No, I wrote that line myself.

How does she feel about you making a movie about her?

Well, she knew what I was doing. I asked her for permission and then we had endless conversations about every single detail of her work routine and life. And when she finally saw the film, she was very emotional and cried. But she didn’t cry because she was seeing herself. She cried because she became very concerned about the well-being of the child characters – not necessarily about her character.

Roma has a number of complex long takes, where you have dozens of characters doing different things at the same time, and within that one single uncut take, the scene can rise and fall a few times. How does one stage something as complex as that?

Well, you really have to be taking care of everything, because one thing informs the other, and the camera is taking in such a wide expanse that the foreground is as important as the background. That’s how you create a whole tapestry… But how I keep the scene organic and convincing is that I never give instructions collectively. I would give specific instructions to specific people. So in a scene with a large group of people, I would say to maybe one person, “Once this happens, you do this”, and then I tell another person separately, “Once this happens, you do that.” And then I kind of just allow the actors to follow through on their actions, you know, allow some level of chaos to happen all the time, to create that tapestry.

As a filmmaker, how has the industry changed for you, now that cinema attendances have dropped significantly, while viewership on streaming services such as Netflix and Amazon has risen dramatically? Do you see yourself making films that fit the smaller screen?

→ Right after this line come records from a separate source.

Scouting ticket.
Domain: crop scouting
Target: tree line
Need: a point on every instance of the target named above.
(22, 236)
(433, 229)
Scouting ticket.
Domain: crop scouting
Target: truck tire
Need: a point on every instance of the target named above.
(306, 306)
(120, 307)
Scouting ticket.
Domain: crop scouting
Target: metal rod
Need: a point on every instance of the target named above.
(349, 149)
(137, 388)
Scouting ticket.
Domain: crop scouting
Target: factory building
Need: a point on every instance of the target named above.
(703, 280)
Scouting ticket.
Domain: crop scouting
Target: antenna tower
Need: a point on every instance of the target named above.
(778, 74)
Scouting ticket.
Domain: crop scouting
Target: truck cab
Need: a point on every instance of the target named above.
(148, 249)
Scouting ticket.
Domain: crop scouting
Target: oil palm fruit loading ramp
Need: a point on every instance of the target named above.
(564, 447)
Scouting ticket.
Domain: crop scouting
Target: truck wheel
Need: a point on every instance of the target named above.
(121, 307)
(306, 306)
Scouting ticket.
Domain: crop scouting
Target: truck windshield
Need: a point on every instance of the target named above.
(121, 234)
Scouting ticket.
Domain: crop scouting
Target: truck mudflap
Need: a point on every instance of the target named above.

It’s really just a different platform. The processes of filmmaking are the same. I mean, of course I would prefer people watch my films on the big screen. But even if I’m lucky and get a long theatrical release for a film like Gravity, the theatrical run might be just three months before it goes into home video and digital formats. There isn’t much difference to the way I work… That said, I’m intrigued by the possibility of doing a TV show because I see the potential of stretching a narrative that isn’t confined to the two-hour run of a film. It’s a chance to develop characters and follow them for some time. So I’m looking to do a TV show but one that’s not so TV-ish, one that’s more cinematic.